Ho sempre pensato che è meglio star soli e senza figli, ho sempre pensato che da solo posso rientrare in Italia o restare dove sbarco, senza che nessuno me lo possa impedire.

E così ho fatto per tanti anni, sono sempre rientrato ma dopo la morte di mia madre non l'ho fatto più e sono rimasto in giro dove capitava, prendevo un appartamento in affitto e ci restavo qualche mese e poi lo lasciavo

Ho lasciato sempre però la residenza a casa, dove però non vado quasi mai, quelle stanze vuote mi danno fastidio.

Ho lasciato tutto com'era, senza fare cambiamenti.

Le sue cose sono tutte dov'erano, in cucina come in camera, sul letto, come nell'armadio.

Mi rendo conto di aver fatto una specie di santuario, ma non posso farci nulla, la casa deve restare così, tutto uguale come lei fosse ancora lì, tutto uguale come se il tempo si fosse fermato, tutto uguale e non voglio che nessuno tocchi nulla.

Ho bisogno di quella casa, ho bisogno di quella sicurezza, ho bisogno di sapere che c'è, non ci vado quasi mai ma mi serve sapere che quando voglio posso andarci.

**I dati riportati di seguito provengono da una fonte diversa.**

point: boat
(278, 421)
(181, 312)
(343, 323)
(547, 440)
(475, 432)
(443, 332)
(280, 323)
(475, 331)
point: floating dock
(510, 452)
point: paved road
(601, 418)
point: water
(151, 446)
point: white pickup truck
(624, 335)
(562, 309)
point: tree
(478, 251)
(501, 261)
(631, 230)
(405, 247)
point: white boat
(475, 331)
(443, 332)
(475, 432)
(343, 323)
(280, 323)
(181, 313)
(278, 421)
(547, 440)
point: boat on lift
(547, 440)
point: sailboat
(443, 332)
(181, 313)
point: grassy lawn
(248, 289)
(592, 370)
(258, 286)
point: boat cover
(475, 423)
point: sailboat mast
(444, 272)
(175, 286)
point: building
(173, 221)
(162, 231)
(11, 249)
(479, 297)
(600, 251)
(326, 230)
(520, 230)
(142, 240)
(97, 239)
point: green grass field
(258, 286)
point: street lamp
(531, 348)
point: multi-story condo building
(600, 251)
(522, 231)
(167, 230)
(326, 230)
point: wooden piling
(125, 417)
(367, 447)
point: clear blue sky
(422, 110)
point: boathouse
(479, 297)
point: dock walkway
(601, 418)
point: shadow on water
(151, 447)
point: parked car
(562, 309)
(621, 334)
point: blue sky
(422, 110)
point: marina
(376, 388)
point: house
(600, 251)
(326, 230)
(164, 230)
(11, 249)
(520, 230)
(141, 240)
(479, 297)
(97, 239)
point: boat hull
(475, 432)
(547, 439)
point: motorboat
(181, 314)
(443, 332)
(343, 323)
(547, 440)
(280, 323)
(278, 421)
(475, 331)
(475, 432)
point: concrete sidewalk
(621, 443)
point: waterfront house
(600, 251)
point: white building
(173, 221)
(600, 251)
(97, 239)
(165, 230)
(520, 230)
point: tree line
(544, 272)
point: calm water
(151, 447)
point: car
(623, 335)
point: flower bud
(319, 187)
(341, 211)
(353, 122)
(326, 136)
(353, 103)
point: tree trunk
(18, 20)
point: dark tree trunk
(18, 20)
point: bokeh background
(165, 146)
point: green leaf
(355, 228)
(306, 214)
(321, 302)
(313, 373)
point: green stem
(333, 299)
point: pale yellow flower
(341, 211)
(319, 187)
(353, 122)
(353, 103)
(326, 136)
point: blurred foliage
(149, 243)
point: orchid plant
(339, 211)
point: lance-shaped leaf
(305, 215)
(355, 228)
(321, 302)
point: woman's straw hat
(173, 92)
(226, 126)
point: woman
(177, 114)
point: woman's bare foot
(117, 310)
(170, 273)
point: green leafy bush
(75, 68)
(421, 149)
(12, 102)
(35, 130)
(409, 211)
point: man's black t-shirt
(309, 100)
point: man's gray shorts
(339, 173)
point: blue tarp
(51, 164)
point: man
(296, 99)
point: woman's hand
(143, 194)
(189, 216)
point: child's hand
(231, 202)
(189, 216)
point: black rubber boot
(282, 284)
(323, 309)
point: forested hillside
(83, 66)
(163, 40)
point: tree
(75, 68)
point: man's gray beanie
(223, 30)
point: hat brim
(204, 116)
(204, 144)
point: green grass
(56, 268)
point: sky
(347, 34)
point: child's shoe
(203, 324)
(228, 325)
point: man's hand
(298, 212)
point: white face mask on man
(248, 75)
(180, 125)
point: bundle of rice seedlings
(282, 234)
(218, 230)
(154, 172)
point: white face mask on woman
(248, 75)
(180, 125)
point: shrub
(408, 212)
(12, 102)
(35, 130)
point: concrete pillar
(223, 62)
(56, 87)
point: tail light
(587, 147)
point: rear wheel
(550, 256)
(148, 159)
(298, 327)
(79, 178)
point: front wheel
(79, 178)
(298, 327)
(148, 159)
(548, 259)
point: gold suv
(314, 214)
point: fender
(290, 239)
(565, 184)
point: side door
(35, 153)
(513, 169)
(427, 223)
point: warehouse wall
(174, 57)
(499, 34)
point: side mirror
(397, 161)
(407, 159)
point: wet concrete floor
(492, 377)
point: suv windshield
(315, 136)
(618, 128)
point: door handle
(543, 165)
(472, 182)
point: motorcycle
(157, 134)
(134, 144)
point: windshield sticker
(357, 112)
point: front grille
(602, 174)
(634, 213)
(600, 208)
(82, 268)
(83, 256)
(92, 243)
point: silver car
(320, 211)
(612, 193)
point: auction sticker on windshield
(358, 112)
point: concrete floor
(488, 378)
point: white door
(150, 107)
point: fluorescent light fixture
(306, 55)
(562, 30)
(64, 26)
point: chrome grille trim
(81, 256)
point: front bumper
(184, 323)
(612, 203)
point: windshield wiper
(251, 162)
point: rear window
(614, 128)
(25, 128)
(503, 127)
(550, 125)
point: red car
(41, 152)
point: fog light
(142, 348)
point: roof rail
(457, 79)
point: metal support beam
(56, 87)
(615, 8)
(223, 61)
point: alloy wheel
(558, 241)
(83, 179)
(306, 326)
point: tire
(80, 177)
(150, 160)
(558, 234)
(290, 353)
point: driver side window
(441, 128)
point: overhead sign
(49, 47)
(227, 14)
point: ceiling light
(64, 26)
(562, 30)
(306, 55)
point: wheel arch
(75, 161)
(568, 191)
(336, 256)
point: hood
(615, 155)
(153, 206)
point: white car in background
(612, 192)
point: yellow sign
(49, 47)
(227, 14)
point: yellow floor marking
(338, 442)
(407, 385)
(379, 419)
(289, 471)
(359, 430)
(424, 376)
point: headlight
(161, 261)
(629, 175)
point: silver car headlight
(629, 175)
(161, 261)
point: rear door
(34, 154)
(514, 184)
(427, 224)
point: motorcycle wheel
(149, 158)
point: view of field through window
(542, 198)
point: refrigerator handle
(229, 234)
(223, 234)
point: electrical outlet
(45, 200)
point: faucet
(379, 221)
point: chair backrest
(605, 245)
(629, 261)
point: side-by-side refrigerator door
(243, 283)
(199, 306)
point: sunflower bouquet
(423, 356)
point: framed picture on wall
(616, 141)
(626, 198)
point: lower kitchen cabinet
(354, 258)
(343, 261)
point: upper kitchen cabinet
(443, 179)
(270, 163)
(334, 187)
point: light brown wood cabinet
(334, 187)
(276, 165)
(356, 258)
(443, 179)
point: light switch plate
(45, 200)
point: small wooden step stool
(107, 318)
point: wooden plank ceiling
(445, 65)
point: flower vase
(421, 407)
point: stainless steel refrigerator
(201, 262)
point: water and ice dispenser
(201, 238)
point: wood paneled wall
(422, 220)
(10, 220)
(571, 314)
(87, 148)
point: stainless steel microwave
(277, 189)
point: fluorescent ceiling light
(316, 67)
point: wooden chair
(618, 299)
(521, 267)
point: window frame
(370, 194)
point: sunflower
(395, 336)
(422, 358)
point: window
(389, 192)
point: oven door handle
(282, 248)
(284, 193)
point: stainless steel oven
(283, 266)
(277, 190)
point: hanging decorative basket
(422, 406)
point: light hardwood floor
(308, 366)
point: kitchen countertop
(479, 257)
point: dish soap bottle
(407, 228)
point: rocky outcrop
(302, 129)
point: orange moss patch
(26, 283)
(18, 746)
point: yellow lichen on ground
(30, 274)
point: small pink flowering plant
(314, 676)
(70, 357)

L'ultima volta è stato qualche mese fà, sono entrato, la casa era silenziosa e buia con le persiane chiuse, sono entrato.

Mamma sono a casa.

Mi sembrava normale chiamarla, l'ho vista in cucina e fare la pasta, l'ho vista affacciata alla finestra.

La vedevo ovunque, per me c'era, le parlavo e mi rispondeva.

Sono uscito e da allora non ci sono più tornato.

Ho dato le chiavi ad una vicina che tutte le settimane la pulisce e la mantiene sempre così, sempre uguale.

Non la chiamo mai, ma tutti i mesi le spedisco lo stipendio.

Non la chiamo mai e non vado mai a controllare se pulisce bene o no, non mi serve saperlo, mi basta avere la certezza che la mia casa è a posto.

La mia casa è quella, ed in tanti anni non ne ho mai comprato un'altra, potrei farlo, ho le possibilità economiche, ma non lo faccio, e mi sembra tutto molto normale.